Tuesday, June 17, 2008

It's a Discriminatory World After All - Sikh sues Disney for banning his turban

I am a Sikh man and the turban that I wear is a religiously-mandated article of clothing. My supervisor tells me that my turban makes my coworkers "uncomfortable," and has asked me to remove it. What should I do?

If a turban is religiously-mandated, you should ask your employer for a religious accommodation to wear it at work. Your employer has a legal obligation to grant your request if it does not impose a burden, or an "undue hardship," under Title VII. Claiming that your coworkers might be "upset" or "uncomfortable" when they see your turban is not an undue hardship.

The above is the EEOC's position on the accommodation of religious articles of clothing. I bring this up because Disney has been sued by a practitioner of the Sikh religion, who claims he was denied a job because of his turban. According to a press release by the Sikh American Legal Defense and Education Fund:

Mr. Channa applied for a job as a musician with Disney in the Fall of 2006 but was told that he would not be hired because he lacked "the Disney look" - a negative reference to his religiously-mandated dastaar (Sikh turban).

This lawsuit will most likely be decided on one question - does it pose an undue hardship on Disney for one of its performers to wear a turban? This question is not as easy to answer as it might appear. Disney World might be the most controlled environment on the planet. Employees are not called employees, but cast members. Every worker is considered integral to the suspension of disbelief that Disney is trying to create. Thus, if Mr. Channa is going to be performing, shouldn't he be required to wear the uniform, even if it means not wearing his turban?

On the flip side, Disney permitted Mr. Channa to interview and rehearse with his turban. If the specific uniform was a requirement for the job, why lead him along only to pull the rug out from under him at the last minute. Plus, I'd image that a company as large as Disney has had cast members in the past who have not been able to match the uniform exactly. For example, would Disney refuse to hire a disabled musician if he had to perform in a wheelchair?

It seems to me that Disney dropped the ball on this one. Can there really be an undue hardship on Disney by allowing Mr. Channa to wear his turban?

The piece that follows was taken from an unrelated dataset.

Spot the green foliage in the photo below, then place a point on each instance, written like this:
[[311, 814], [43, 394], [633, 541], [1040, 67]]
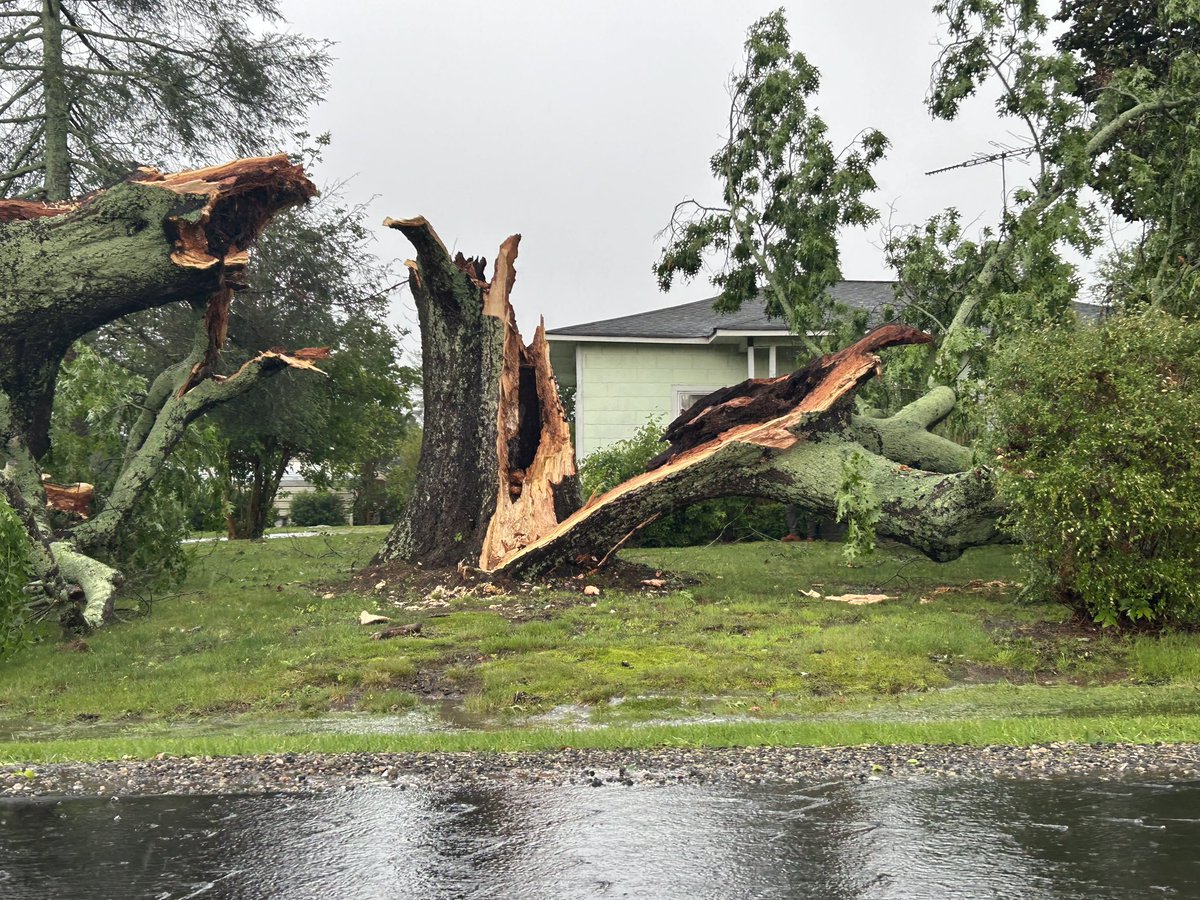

The EEOC defines undue hardship as an accommodation that "requires more than ordinary administrative costs, diminishes efficiency in other jobs, infringes on other employees' job rights or benefits, impairs workplace safety, or causes co-workers to carry the accommodated employee's share of potentially hazardous or burdensome work." Religious head wear does not impact any of these factors. This is a lawsuit that Disney should settle and settle quickly, if for no other reason that to avoid the bad press that its small world apparently does not include Sikhs.